The Paris diary of Carbuncle then becomes the central text of Act Two; but it doesn’t add to Carbuncle’s luster, as Vivian had hoped. Rather, it begins the process of debunking the myth of his artistic genius. Indeed, taken together, the two scenes staged from the diary’s pages—an entry detailing a visit from Jackson in which Carbuncle refuses her demands for scholarly credit, and for love, and the entry documenting the scene between Carbuncle and Thomas in which he convinces Thomas to sell him one of her stories for inclusion in his Eternal Hydra manuscript—at once de-authorize Vivian’s Act One account of Carbuncle’s solitary genius and re-authorize Newberry’s argument for the             unacknowledged importance of Thomas as a writer unjustly written out of the record of literary modernism. And the exchange in between the staged scenes from the diary in which, back in the present-day, Ezra and Newberry argue in Vivian’s office about the ghosting of Thomas’s story nicely shows the stakes (personal and professional) of the competing interpretive imperatives of the two women on behalf of their respective authors.
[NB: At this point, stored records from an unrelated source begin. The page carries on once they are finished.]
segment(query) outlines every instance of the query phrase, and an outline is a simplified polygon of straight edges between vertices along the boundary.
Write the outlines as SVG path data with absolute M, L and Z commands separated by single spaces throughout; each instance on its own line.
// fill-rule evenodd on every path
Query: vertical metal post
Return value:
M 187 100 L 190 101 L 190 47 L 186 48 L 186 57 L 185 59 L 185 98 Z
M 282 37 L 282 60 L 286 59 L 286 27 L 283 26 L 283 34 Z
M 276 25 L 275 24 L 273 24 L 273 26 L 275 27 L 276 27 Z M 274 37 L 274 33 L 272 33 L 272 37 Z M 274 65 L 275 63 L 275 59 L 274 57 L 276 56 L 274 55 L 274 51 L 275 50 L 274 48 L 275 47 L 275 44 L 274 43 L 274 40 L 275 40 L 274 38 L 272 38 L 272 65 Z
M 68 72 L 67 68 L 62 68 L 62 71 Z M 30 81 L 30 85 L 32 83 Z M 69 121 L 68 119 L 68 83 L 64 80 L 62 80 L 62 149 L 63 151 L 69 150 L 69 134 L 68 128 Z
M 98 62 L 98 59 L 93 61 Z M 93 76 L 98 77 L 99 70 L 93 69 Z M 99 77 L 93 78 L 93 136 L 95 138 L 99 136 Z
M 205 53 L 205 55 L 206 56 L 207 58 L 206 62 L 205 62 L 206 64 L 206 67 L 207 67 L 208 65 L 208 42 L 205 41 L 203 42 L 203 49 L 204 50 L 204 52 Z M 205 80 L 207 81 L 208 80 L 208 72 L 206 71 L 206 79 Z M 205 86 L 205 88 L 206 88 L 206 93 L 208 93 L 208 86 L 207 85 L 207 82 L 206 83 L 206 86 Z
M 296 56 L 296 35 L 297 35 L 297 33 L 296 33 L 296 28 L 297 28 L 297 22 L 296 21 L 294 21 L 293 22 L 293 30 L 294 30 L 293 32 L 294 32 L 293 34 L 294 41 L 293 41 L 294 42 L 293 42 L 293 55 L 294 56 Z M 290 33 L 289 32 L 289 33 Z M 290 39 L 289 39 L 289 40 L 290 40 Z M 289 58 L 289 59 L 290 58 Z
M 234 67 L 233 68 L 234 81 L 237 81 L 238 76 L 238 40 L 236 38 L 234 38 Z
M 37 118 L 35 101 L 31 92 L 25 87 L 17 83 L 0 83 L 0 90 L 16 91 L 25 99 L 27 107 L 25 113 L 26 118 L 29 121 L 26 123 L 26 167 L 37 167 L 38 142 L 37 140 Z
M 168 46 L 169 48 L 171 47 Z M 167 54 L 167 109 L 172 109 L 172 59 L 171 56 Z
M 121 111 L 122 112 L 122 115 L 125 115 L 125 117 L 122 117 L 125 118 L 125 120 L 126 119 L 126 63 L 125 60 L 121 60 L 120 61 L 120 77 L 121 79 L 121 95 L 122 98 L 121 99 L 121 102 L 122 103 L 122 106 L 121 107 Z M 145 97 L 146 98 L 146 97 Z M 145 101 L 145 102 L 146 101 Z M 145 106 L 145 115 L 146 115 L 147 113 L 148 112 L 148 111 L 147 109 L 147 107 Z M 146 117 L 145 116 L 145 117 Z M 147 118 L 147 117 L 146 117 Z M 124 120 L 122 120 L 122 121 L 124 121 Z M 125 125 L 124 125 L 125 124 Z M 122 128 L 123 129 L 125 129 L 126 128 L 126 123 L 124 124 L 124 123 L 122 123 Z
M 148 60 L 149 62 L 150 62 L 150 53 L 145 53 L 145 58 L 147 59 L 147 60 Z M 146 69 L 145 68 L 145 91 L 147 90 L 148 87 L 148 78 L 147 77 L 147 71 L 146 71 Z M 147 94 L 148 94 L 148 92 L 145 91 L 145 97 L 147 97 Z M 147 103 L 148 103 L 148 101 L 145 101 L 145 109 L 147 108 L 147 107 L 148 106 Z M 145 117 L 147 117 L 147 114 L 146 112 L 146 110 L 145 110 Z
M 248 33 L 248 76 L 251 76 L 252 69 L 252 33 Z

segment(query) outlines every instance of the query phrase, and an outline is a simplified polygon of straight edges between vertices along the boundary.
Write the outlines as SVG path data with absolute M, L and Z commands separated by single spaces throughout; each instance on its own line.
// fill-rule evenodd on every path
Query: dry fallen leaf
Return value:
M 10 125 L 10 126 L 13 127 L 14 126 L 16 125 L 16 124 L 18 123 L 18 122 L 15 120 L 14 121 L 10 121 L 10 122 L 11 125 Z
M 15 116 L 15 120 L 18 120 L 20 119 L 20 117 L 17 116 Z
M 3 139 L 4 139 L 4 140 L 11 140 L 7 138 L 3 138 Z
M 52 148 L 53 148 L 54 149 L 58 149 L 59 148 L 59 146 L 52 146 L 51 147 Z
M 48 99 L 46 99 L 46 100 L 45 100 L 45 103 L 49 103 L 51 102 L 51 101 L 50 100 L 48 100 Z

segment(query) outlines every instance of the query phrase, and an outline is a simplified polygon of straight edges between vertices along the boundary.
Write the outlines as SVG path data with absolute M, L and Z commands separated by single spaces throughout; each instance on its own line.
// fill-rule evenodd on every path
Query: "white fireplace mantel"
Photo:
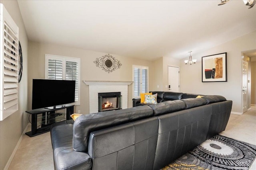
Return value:
M 133 82 L 122 81 L 83 80 L 83 82 L 88 85 L 128 85 Z
M 121 107 L 128 107 L 128 85 L 133 82 L 122 81 L 83 80 L 89 86 L 89 110 L 90 113 L 98 112 L 98 93 L 109 92 L 121 92 Z

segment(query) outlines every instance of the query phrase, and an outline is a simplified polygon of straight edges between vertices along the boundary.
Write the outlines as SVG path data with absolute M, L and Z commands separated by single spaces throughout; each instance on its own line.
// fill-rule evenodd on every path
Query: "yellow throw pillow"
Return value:
M 77 118 L 82 115 L 82 114 L 73 113 L 70 115 L 70 117 L 73 119 L 74 121 L 75 121 Z
M 145 95 L 144 104 L 156 104 L 156 98 L 154 95 Z
M 140 103 L 144 103 L 145 101 L 145 95 L 152 95 L 152 93 L 141 93 L 140 94 Z

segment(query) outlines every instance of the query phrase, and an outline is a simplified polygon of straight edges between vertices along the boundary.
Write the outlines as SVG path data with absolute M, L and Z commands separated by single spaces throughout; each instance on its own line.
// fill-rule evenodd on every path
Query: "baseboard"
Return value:
M 23 138 L 23 137 L 25 135 L 25 133 L 26 133 L 26 132 L 27 131 L 27 130 L 28 129 L 28 126 L 30 125 L 30 123 L 28 123 L 28 125 L 27 125 L 27 126 L 26 127 L 26 128 L 25 128 L 25 129 L 24 129 L 24 131 L 23 131 L 22 134 L 21 134 L 21 136 L 20 138 L 20 139 L 19 139 L 19 141 L 18 141 L 18 143 L 17 143 L 17 145 L 16 145 L 16 146 L 15 147 L 14 149 L 13 150 L 13 151 L 12 152 L 12 153 L 11 156 L 10 156 L 10 158 L 8 160 L 8 161 L 7 161 L 7 163 L 6 163 L 6 164 L 5 165 L 5 166 L 4 168 L 4 170 L 7 170 L 9 168 L 9 166 L 10 166 L 10 165 L 11 164 L 11 162 L 12 160 L 12 159 L 13 159 L 13 158 L 14 157 L 14 155 L 16 153 L 16 152 L 17 152 L 17 150 L 18 150 L 18 148 L 19 146 L 20 146 L 20 143 L 21 143 L 21 141 L 22 141 L 22 139 Z
M 243 114 L 243 113 L 240 113 L 240 112 L 235 112 L 234 111 L 231 111 L 231 114 L 234 114 L 234 115 L 242 115 Z

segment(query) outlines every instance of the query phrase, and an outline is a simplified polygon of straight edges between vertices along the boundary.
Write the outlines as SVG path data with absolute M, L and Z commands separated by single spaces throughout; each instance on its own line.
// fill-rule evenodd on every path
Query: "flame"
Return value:
M 104 103 L 104 107 L 107 108 L 109 107 L 112 106 L 112 102 L 109 102 L 108 101 L 107 101 L 106 103 Z

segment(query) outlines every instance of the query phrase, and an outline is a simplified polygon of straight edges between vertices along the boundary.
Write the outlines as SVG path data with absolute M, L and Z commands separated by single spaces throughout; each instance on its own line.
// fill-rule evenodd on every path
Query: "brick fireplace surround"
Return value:
M 90 113 L 98 112 L 98 93 L 121 92 L 121 107 L 128 107 L 128 85 L 133 82 L 84 80 L 89 86 L 89 110 Z

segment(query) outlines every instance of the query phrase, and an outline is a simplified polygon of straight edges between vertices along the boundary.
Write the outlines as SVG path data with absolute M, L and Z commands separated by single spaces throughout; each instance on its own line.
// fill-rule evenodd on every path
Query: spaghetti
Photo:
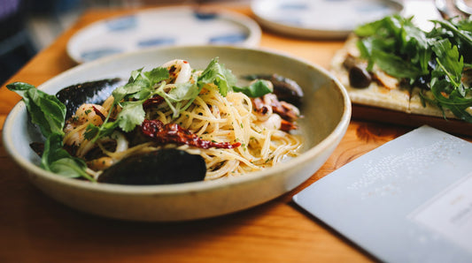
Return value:
M 173 60 L 151 71 L 165 69 L 167 75 L 146 91 L 151 94 L 141 104 L 137 102 L 143 90 L 127 91 L 128 97 L 119 101 L 118 92 L 114 92 L 102 105 L 81 106 L 66 122 L 64 144 L 87 162 L 88 173 L 96 178 L 127 156 L 166 147 L 200 154 L 206 164 L 205 180 L 244 175 L 296 156 L 302 142 L 290 130 L 296 129 L 293 116 L 299 116 L 298 109 L 279 101 L 272 93 L 251 97 L 249 92 L 223 91 L 221 85 L 231 85 L 221 84 L 221 79 L 204 81 L 209 68 L 195 71 L 184 60 Z M 230 71 L 224 69 L 222 72 Z M 139 78 L 151 79 L 151 73 L 139 73 Z M 227 79 L 231 79 L 228 76 Z M 139 78 L 136 83 L 143 81 Z M 270 82 L 262 84 L 273 89 Z M 273 109 L 277 108 L 274 105 L 290 111 L 290 119 L 283 119 L 286 114 Z M 143 116 L 128 112 L 141 109 Z M 143 119 L 133 129 L 119 123 L 133 117 Z M 112 131 L 99 135 L 108 126 L 112 126 Z

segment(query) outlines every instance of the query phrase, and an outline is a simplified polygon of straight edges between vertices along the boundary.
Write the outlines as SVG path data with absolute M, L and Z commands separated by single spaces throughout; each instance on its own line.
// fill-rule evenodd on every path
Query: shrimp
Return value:
M 103 124 L 102 116 L 97 114 L 96 110 L 106 116 L 108 112 L 100 105 L 82 104 L 71 119 L 67 121 L 64 128 L 64 144 L 69 146 L 80 147 L 85 140 L 84 133 L 87 126 L 90 124 L 101 125 Z
M 174 59 L 162 64 L 166 67 L 170 74 L 170 82 L 174 84 L 185 83 L 190 80 L 192 69 L 189 62 L 182 59 Z

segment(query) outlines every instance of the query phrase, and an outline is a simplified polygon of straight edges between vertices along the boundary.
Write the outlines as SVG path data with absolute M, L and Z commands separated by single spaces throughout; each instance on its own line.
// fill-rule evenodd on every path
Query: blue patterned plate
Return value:
M 358 25 L 400 12 L 393 0 L 254 0 L 259 24 L 278 33 L 310 38 L 344 38 Z
M 143 11 L 94 23 L 67 43 L 77 63 L 146 48 L 169 45 L 256 47 L 260 28 L 233 12 L 197 11 L 188 6 Z

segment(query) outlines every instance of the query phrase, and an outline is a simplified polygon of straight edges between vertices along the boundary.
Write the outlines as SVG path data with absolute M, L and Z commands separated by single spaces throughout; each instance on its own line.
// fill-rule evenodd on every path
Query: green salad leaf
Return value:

Finally, in the third act, we get Selma’s story literally taking centre stage, as back in Wellington, Jr.’s office in present-day New York, the crucial chapter 72 of Eternal Hydra is dramatized for us. In it, we learn about the life of Selma’s grandmother (Richards), a former slave and expert cobbler who goes to work for an educated Creole shop owner, Leon LaBas (Wheeler). LaBas is backing the political ambitions of a white politician from the north, Henry Warmoth (Murphy), who wants to be governor of Louisiana, and needs both the black vote and the support of local white insiders like Sarah Briggs (Sadiq) to achieve his goals. This he does, but not before LaBas is killed in the famous riot of 1866, and not before Selma’s grandmother is talked into selling her shoes to Warmoth so that he can in turn buy the affections of Briggs. This last transaction nicely materializes the ethics—and economics—of authorship at the heart of this dense play, and to this end it is wholly appropriate that the disenfranchised black woman whose voice has been triply appropriated on its way into Carbuncle’s manuscript (and which also ensures the fragmentation of that manuscript), should get the last word. Commenting on the experience of seeing Warmoth give a speech after having secured the governorship he so coveted, and during which he paraphrases from a previous conversation with her, Selma’s grandmother says: “To hear him say that. Felt like me up there, onstage. Not him at all. You never know. Might just be my voice coming from his mouth.” I wonder how many folks watching Obama’s victory speech last night felt the same way.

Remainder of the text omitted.